The researchers recovered enough mitochondrial DNA — passed directly from mother to child for thousands of generations — to generate a snapshot of the genetic ancestry of the population around the creek, which roughly aligns with the racial makeup reported in the latest census data for the area (although the researchers note that racial identity is a poor proxy for genetic ancestry). One mitochondrial sample was even complete enough to meet the requirements for the federal missing persons database.
They also found key mutations shown to carry a higher risk of diabetes, cardiac issues or several eye diseases. According to their data, someone whose genetic material turned up in the sample had a mutation that could lead to a rare disease that causes progressive neurological impairment and is often fatal. The illness is hereditary and may not emerge until a patient’s 40s. Dr. Duffy couldn’t help but wonder — does that person know? Does the person’s family? Does the person’s insurance company?
Surveillance and forensics
Anna Lewis, a Harvard researcher who studies the ethical, legal and social implications of genetics research, said that environmental DNA hadn’t been widely discussed by experts in bioethics. But after the findings from Dr. Duffy and his colleagues, it will be.

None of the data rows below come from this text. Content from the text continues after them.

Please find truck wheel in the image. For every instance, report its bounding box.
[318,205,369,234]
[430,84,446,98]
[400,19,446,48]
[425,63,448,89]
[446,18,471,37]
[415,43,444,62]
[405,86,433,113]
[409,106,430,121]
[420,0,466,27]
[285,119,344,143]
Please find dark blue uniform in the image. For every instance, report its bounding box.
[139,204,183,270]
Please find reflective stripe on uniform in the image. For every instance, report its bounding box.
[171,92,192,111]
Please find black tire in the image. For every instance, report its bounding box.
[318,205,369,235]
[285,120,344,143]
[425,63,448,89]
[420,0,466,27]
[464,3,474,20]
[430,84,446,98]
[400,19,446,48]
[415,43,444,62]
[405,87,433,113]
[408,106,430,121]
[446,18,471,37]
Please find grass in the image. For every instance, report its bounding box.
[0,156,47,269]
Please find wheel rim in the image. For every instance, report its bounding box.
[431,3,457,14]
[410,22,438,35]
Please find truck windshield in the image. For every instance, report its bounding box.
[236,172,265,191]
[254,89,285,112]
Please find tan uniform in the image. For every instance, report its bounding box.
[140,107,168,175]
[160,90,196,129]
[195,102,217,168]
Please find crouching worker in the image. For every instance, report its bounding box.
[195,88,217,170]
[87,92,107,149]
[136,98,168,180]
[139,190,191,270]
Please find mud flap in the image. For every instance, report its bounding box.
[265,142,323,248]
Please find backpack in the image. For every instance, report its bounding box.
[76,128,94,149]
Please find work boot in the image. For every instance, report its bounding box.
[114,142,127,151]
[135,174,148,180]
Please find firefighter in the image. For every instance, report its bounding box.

Technology focused on eDNA, she said, could be used for surveillance of certain kinds of people — for example, people with a specific ancestral background or with particular medical conditions or disabilities.
The implications of such uses, researchers agree, depend on who is using the technology and why. While pooled eDNA samples could help public health researchers determine the incidence of a mutation that causes a disease in a community, that same eDNA sample could equally be used to find and persecute ethnic minorities.